La natura, ancora una volta, ci insegna chi è il più forte e che di lei bisogna avere rispetto. Allo stesso tempo, chi parte per la Sydney Hobart è consapevole dei rischi e se ne assume la responsabilità, e lo skipper ha sempre “il diritto e l’obbligo di decidere se è sicuro proseguire” come hanno più volte ripetuto i responsabili dell’organizzazione “We are not risk adverse, we are risk aware”.

Per quello strano filo del destino, mentre la flotta della Hobart navigava verso sud sfidando gli elementi, poche miglia più a ovest un IMOCA blu con armo di fortuna raggiungeva il porto a Melbourne. Era Pip Hare, che ci ha insegnato come imbarcandosi in una navigazione intorno al mondo sia necessario essere responsabili di sé stessi, sapendosela cavare anche nelle eventualità più complesse.

In questi giorni di bilanci l’insegnamento da trarre è che la scelta di imbarcarsi per una navigazione in alto mare non può prescindere dalla conoscenza e dalla fiducia nel mezzo e nell’equipaggio con il quale si condivide questa esperienza. Inoltre, al giorno d’oggi abbiamo gli strumenti per formarci e informarci, e per quanto siamo consapevoli che prendere il mare comporti dei rischi, piccoli o grandi a seconda della nostra esperienza e della navigazione che stiamo per affrontare, lo spirito di avventura e la sete di conoscenza dell’ignoto (che sia una baia, un’isola, o una regata) continuerà a spingerci a mollare gli ormeggi.
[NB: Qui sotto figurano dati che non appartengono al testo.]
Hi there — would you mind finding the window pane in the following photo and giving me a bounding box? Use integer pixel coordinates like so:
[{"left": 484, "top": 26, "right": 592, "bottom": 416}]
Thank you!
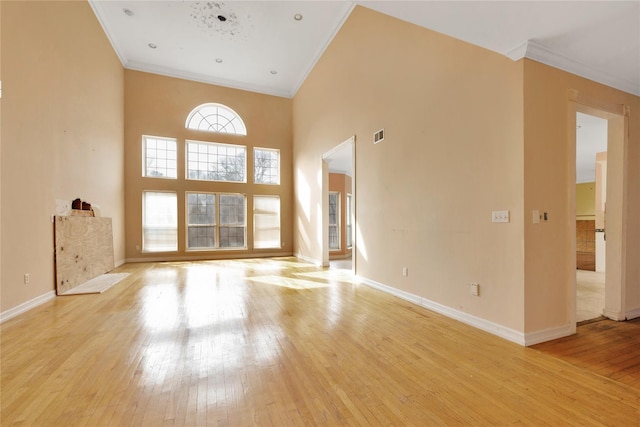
[
  {"left": 142, "top": 191, "right": 178, "bottom": 252},
  {"left": 253, "top": 148, "right": 280, "bottom": 184},
  {"left": 346, "top": 194, "right": 353, "bottom": 248},
  {"left": 185, "top": 103, "right": 247, "bottom": 135},
  {"left": 220, "top": 194, "right": 246, "bottom": 248},
  {"left": 142, "top": 136, "right": 178, "bottom": 179},
  {"left": 253, "top": 196, "right": 280, "bottom": 249},
  {"left": 187, "top": 141, "right": 246, "bottom": 182},
  {"left": 329, "top": 193, "right": 340, "bottom": 249},
  {"left": 187, "top": 193, "right": 216, "bottom": 249}
]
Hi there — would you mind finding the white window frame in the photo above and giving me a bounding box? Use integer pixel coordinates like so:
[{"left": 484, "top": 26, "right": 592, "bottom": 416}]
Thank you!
[
  {"left": 142, "top": 135, "right": 178, "bottom": 179},
  {"left": 184, "top": 102, "right": 247, "bottom": 136},
  {"left": 184, "top": 139, "right": 247, "bottom": 184},
  {"left": 185, "top": 191, "right": 218, "bottom": 251},
  {"left": 253, "top": 194, "right": 282, "bottom": 249},
  {"left": 142, "top": 190, "right": 178, "bottom": 252},
  {"left": 345, "top": 193, "right": 354, "bottom": 249},
  {"left": 185, "top": 191, "right": 247, "bottom": 252},
  {"left": 216, "top": 193, "right": 247, "bottom": 250},
  {"left": 328, "top": 191, "right": 342, "bottom": 251},
  {"left": 253, "top": 147, "right": 280, "bottom": 185}
]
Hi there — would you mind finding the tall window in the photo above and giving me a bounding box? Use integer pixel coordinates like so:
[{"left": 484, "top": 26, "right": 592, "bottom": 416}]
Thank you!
[
  {"left": 253, "top": 196, "right": 280, "bottom": 249},
  {"left": 253, "top": 148, "right": 280, "bottom": 184},
  {"left": 187, "top": 192, "right": 247, "bottom": 250},
  {"left": 187, "top": 141, "right": 247, "bottom": 182},
  {"left": 219, "top": 194, "right": 247, "bottom": 248},
  {"left": 346, "top": 194, "right": 353, "bottom": 249},
  {"left": 329, "top": 192, "right": 340, "bottom": 250},
  {"left": 142, "top": 191, "right": 178, "bottom": 252},
  {"left": 185, "top": 103, "right": 247, "bottom": 135},
  {"left": 142, "top": 136, "right": 178, "bottom": 179},
  {"left": 187, "top": 193, "right": 216, "bottom": 249}
]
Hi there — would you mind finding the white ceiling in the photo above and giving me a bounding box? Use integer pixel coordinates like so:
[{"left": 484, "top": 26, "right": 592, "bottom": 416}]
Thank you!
[
  {"left": 89, "top": 0, "right": 640, "bottom": 97},
  {"left": 89, "top": 0, "right": 640, "bottom": 182}
]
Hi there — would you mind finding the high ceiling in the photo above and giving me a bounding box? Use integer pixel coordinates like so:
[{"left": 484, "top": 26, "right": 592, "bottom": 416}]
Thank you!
[{"left": 89, "top": 0, "right": 640, "bottom": 97}]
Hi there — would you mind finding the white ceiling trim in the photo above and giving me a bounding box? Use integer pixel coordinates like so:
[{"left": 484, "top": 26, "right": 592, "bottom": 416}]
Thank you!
[
  {"left": 88, "top": 0, "right": 127, "bottom": 68},
  {"left": 124, "top": 61, "right": 293, "bottom": 98},
  {"left": 289, "top": 2, "right": 356, "bottom": 98},
  {"left": 505, "top": 40, "right": 640, "bottom": 96}
]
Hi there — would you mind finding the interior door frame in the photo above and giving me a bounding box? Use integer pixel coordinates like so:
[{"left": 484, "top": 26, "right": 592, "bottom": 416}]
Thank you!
[
  {"left": 569, "top": 91, "right": 629, "bottom": 333},
  {"left": 320, "top": 135, "right": 358, "bottom": 273}
]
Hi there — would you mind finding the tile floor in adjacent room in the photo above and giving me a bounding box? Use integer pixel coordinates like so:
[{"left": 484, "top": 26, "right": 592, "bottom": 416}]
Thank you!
[{"left": 576, "top": 270, "right": 605, "bottom": 323}]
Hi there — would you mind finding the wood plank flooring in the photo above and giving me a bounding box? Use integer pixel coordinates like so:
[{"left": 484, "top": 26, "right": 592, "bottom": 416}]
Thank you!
[
  {"left": 0, "top": 258, "right": 640, "bottom": 426},
  {"left": 533, "top": 318, "right": 640, "bottom": 390}
]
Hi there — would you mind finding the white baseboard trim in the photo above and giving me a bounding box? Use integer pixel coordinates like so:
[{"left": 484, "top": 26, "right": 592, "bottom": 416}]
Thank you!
[
  {"left": 626, "top": 308, "right": 640, "bottom": 320},
  {"left": 358, "top": 276, "right": 531, "bottom": 345},
  {"left": 125, "top": 252, "right": 295, "bottom": 263},
  {"left": 0, "top": 291, "right": 56, "bottom": 323},
  {"left": 524, "top": 324, "right": 575, "bottom": 347},
  {"left": 602, "top": 308, "right": 627, "bottom": 322}
]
«”O frati,” dissi, “che per cento milia

perigli siete giunti a l’occidente,

a questa tanto picciola vigilia

d’i nostri sensi ch’è del rimanente

non vogliate negar l’esperïenza,

di retro al sol, del mondo sanza gente.

Considerate la vostra semenza:

fatti non foste a viver come bruti,

ma per seguir virtute e canoscenza”.»